As co-ops shut down, their supporters say, the decreased competition probably will lead to higher rates in those states.

The program has been under siege from the start, including from the insurance industry. Before the law’s passage, government grants to help them get going were switched to loans. None of that money could go for advertising — a wounding rule for new insurers that needed to attract customers. Moreover, the amount available was cut from $10 billion to $6 billion and then later, as part of the administration’s budget deals with congressional Republicans, to $2.4 billion. Federal health officials abandoned plans for a co-op in every state.

At the time, some health policy experts warned that the constraints would make it difficult for some co-ops to thrive. Most of the plans predicted that they would not break even for their first few years.

The recent gyrations are those forecasts coming true. By June 30, all but one co-op had enrolled more people than at the end of 2014, according to data on file with the National Association of Insurance Commissioners. All but three continued to run financial losses, though. Some of the net losses were smaller than six months earlier, but for five co-ops they were worse. Nine had eroded capital.

The stresses have been magnified, Standard & Poor’s analyst Deep Banerjee and other experts say, by recent twists and turns in the way the health-care law is being carried out. These include an ACA “risk adjustment” program intended to balance out the finances of insurers in the exchanges that have sicker customers and those with healthier members. Its first year ended with 17 co-ops owing payments to other insurers.

In August, federal officials delayed another type of assistance intended to help cushion the risk of covering the previously uninsured. This temporary “risk corridor” money was cut last week to a small fraction of what many co-ops had been banking on. The Kentucky co-op blamed its demise on its cut — from an expected $77 million to less than $10 million.

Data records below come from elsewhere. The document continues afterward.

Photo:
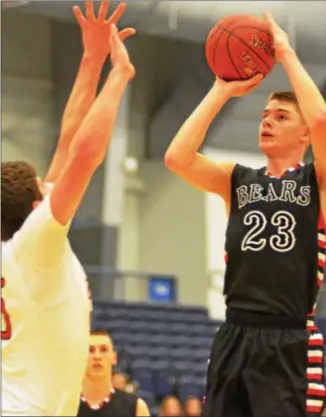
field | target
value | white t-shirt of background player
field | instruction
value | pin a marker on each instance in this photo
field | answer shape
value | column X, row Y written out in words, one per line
column 46, row 298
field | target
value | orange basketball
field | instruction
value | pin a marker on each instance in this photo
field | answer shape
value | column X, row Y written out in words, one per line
column 239, row 47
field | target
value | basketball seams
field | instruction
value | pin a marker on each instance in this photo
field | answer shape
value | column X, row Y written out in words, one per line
column 229, row 53
column 243, row 43
column 222, row 32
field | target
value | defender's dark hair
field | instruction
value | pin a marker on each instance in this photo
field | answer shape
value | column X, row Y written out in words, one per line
column 19, row 189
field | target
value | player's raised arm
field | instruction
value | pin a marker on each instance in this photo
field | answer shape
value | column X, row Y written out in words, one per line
column 182, row 156
column 41, row 239
column 95, row 37
column 90, row 144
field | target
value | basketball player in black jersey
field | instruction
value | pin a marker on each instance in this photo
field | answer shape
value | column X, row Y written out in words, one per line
column 265, row 362
column 99, row 398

The experience of the once-promising Nevada Health Co-Op, which is in court-approved receivership, demonstrates the growing pains of trying to break into the insurance market in the ACA era. An outgrowth of a large Culinary Union health plan for Las Vegas hotel and restaurant workers, the co-op was able to open with an existing stable of doctors, a built-in data system and expertise in managing care. The state’s high uninsured rate meant lots of people needed to get coverage.

The Nevada Health Co-op posted notice on its Web site of its board’s decision to close at the end of this year. (Screengrab from Nevadahealthcoop.org)

Some insurance brokers were wary. “Why would I want to put my life into the hands of a rookie?” said Patrick Casale, who sells health insurance in Las Vegas.

Others promoted the co-op’s generally lower rates, health advocates and greater freedom for members to see preferred doctors. “That personal touch, rather than, ‘Here’s a 1-800 number,’ ” said Alberto Ochoa, who enrolled nearly 400 clients in the plan.

Even so, in part because of the plan’s own computer troubles, just half of the nearly 34,000 members expected were signed up during the first year. And by this past winter, state regulators began worrying about its finances, according to a source familiar with the state’s insurance industry. A senior federal official close to the program said that CMS asked the co-op for more financial data in May and paid a visit in June, followed by its July 30 letter.

That notice and the delayed risk-corridor payment “pushed the board to make some real hard decisions,” said an official highly familiar with the co-op who spoke on the condition of anonymity to discuss its internal deliberations. “The co-op was able to overcome hurdle after hurdle but could not see what the future held with CMS.”

Rudelene Rachiele, a 63-year-old breast cancer survivor in Henderson, Nev., worries about the consequences. She found the co-op easy to deal with when she needed to have her breast implants replaced and wonders whether another insurer will be as accommodating.

“I’m not happy,” Rachiele said. “I just don’t want to go through the hassle.”